Harry berjalan pelan ke cermin, keningnya berkerut menatap bayangan di dalamnya.
Orang di dalam cermin menatapnya kembali dengan kening berkerut tajam. Rambutnya yang hitam lebat jatuh ke keningnya, kacamata bundarnya membingkai tatapannya yang kebingungan.
Harry jelas-jelas mengenal siapa orang di depannya ini, kecuali satu hal yang kemudian membuatnya bergidik ngeri.

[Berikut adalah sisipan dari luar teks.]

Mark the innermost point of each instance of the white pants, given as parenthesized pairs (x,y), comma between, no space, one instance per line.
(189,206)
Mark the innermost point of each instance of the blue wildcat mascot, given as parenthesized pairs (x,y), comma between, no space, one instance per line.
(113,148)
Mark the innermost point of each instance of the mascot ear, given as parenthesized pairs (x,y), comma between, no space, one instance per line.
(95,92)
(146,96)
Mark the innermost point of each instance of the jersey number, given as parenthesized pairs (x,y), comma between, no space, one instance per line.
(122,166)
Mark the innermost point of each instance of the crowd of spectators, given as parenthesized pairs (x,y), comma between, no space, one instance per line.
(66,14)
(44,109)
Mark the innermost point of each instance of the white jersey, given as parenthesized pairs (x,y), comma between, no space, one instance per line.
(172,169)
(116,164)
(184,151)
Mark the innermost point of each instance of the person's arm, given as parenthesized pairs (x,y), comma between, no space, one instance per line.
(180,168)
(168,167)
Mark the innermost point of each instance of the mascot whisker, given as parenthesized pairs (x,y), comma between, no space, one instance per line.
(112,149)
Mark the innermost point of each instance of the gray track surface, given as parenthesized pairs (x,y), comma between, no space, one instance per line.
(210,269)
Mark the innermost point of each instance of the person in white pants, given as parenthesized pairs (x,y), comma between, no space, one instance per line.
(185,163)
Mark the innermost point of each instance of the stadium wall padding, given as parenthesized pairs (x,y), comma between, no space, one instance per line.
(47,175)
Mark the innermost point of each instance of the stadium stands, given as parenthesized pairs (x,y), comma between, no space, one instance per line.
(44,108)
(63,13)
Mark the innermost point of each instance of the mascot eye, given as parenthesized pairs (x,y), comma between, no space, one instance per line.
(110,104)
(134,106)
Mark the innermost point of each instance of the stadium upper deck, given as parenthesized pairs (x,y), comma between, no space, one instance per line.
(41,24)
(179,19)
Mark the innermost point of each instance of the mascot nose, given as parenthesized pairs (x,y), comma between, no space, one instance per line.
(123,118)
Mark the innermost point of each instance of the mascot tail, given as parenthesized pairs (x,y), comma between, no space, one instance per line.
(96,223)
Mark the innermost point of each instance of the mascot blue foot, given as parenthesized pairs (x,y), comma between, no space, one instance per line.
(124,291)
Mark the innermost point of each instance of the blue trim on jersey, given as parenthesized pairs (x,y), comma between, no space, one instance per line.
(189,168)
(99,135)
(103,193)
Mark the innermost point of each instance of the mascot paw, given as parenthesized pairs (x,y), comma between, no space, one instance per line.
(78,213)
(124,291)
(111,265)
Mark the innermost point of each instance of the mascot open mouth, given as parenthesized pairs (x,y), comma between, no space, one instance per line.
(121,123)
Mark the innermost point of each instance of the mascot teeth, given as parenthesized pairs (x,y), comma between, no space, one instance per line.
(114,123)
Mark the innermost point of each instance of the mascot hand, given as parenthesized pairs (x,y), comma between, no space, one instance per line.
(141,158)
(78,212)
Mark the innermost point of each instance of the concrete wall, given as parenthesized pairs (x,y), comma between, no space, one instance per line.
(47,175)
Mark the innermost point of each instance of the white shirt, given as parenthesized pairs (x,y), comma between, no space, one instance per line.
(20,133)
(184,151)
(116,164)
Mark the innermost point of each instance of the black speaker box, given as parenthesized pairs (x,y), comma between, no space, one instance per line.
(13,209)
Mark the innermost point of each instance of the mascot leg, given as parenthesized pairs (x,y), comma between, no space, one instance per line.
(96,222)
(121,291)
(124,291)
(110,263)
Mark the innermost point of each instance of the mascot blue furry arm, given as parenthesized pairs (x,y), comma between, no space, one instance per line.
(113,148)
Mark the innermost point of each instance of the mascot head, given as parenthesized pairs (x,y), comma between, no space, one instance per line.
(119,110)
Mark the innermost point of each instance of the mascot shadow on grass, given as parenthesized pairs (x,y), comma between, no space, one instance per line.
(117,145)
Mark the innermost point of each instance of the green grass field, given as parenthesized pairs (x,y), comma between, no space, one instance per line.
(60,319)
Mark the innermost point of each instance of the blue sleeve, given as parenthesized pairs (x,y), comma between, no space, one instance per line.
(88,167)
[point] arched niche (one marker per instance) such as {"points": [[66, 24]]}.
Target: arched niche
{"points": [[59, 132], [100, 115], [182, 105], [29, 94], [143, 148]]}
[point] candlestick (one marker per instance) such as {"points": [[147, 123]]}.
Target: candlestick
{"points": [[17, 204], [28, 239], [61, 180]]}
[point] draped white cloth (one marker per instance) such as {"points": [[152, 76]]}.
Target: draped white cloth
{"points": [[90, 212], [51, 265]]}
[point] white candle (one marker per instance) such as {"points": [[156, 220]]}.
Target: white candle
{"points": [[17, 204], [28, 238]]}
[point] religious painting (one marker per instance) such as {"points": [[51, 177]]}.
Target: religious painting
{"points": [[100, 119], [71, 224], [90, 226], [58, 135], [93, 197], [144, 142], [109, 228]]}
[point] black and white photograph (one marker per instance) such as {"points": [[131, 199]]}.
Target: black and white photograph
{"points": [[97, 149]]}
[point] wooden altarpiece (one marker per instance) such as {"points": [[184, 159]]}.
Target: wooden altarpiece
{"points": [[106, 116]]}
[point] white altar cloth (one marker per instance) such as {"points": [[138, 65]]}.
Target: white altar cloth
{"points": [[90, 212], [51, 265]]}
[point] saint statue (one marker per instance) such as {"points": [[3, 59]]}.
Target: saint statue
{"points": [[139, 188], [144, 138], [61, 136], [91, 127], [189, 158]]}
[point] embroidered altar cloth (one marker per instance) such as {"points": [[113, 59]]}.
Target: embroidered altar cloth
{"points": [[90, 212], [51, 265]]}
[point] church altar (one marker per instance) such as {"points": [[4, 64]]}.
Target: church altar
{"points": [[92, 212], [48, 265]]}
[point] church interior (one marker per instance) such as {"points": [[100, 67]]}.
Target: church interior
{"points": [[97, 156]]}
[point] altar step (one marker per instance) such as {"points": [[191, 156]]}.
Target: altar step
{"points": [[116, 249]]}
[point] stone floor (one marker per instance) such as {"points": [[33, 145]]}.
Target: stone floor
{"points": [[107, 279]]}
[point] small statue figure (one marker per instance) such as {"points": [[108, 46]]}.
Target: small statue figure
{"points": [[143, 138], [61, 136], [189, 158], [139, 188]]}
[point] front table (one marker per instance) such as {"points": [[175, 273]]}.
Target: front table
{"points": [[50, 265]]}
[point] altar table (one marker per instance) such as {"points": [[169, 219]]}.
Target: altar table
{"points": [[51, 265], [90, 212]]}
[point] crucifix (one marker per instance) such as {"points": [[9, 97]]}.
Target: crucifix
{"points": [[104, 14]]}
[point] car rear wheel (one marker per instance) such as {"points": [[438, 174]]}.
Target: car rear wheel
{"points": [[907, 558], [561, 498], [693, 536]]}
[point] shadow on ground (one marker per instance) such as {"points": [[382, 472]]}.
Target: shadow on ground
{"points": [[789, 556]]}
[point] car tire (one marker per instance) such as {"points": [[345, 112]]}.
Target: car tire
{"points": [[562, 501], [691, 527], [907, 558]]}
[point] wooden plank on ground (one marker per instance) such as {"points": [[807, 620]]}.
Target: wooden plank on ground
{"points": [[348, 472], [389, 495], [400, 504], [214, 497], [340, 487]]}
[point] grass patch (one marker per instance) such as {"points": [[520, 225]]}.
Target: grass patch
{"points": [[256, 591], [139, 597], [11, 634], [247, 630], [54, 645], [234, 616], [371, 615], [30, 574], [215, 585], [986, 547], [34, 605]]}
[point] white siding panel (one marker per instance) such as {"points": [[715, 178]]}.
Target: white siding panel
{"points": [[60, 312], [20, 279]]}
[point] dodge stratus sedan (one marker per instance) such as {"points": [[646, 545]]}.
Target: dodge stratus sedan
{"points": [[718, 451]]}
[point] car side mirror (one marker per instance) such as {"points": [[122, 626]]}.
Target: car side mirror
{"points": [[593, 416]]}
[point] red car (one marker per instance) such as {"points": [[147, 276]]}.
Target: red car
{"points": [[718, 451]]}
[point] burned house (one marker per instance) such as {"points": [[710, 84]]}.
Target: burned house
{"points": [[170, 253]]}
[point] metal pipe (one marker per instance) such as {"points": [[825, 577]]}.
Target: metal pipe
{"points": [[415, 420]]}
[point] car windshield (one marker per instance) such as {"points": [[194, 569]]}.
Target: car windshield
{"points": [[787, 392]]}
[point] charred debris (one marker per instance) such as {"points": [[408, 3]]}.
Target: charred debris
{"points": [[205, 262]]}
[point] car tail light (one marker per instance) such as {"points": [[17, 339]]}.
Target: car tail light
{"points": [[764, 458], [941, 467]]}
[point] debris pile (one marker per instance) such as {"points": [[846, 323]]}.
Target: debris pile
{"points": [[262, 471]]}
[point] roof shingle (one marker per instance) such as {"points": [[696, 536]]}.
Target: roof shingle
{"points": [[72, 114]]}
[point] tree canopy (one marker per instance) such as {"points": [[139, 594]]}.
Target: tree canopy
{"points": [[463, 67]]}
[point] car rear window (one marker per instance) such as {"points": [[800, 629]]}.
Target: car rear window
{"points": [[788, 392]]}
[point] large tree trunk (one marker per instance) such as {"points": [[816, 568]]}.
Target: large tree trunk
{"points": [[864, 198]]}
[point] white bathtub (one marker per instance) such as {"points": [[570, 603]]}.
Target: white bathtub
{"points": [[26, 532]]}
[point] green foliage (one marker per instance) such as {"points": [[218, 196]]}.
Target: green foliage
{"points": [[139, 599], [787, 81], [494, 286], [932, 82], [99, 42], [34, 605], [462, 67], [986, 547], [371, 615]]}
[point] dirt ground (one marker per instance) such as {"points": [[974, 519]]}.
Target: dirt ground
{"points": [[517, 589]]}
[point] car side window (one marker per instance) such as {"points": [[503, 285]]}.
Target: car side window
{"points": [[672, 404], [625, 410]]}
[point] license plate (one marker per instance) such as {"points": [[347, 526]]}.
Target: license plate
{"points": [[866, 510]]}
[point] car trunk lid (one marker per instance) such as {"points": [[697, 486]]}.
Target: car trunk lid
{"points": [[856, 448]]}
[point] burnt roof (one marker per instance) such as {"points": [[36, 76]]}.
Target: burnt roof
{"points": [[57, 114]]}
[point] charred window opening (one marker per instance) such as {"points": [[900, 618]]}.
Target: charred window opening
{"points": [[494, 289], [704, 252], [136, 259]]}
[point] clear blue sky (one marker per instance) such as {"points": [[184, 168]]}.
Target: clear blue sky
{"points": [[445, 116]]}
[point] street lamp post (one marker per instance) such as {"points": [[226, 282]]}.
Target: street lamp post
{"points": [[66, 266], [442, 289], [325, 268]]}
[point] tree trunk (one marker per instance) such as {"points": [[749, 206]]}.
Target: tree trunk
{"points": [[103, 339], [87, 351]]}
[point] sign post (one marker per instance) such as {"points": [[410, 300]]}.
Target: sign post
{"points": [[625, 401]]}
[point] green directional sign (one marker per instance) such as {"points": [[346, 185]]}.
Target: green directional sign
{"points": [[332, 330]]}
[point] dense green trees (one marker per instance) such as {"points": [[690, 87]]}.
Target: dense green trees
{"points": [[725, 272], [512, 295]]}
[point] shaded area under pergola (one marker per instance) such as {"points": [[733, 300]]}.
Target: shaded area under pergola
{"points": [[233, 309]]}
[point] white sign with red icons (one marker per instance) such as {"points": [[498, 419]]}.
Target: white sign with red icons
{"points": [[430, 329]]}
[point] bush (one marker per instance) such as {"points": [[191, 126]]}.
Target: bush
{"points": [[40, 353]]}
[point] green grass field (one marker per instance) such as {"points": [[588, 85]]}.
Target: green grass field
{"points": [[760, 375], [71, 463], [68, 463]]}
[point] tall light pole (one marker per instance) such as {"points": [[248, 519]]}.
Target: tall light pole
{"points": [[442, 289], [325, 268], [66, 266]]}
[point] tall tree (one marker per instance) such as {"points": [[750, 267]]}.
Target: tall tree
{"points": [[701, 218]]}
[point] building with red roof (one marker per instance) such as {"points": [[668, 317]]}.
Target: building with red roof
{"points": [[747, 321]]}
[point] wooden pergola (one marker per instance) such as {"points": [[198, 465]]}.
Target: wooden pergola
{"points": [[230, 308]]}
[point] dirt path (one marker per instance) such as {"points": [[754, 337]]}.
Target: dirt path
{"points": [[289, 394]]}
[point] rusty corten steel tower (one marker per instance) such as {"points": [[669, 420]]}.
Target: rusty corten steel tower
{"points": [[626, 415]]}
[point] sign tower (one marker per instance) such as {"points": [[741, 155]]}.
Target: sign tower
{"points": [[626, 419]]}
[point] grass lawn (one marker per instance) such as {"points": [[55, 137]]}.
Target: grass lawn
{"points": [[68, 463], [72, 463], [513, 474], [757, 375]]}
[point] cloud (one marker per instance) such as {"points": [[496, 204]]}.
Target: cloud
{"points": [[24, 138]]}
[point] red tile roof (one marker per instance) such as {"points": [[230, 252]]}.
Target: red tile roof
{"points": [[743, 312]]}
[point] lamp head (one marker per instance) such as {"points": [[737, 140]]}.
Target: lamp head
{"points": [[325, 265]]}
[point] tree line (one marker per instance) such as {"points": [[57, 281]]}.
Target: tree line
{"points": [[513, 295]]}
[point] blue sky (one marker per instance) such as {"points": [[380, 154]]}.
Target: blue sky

Orang di dalam cermin tersebut berusia satu tahun lebih muda dari dirinya.
.
Harry membelalakkan mata. Tangannya yang gemetar menyentuh wajahnya yang pucat pasi. Orang di dalam cermin menatapnya dengan gerakan yang sama.
"Oh tidak."
Dengan menahan perasaan yang mengerikan, Harry berbalik. Ron dan Hermione berada di sana. Harry terkejut dan menghampiri mereka. Rupa mereka juga telah menyusut satu tahun.
"Ron! Hermione!" seru Harry. Tangannya mencengkeram bahu mereka seakan ia takut seandainya mereka berdua akan menghilang secara tiba-tiba. Sebenarnya Harry juga ingin meyakinkan dirinya bahwa kedua orang itu nyata.
"Lihat ini! Kita menyusut—maksudku—pasti ada yang tidak beres!" Harry berseru panik.
"Diam, Harry. Apa sih maksudmu? Kita kan sudah terlambat ke pesta Ginny..." kata Hermione menepis tangan Harry.
Harry terdiam, ia menatap jendela di belakang bahu Hermione. di luar matahari sudah menghilang, digantikan dengan kegelapan.
"Pesta Ginny?" Harry memperhatikan pakaian teman-temannya. Mereka memakai pakaian pesta yang anggun, bahkan Ron terlihat sangat kasual.
"Jangan katakan kau lupa," Ron memberikan isyarat akan memukul.
"Oh, ya kupikir, Hermione! Ada yang tidaK beres disini!" Harry mencengkeram bahu Hermione. Kening cewek itu berkerut tidak senang.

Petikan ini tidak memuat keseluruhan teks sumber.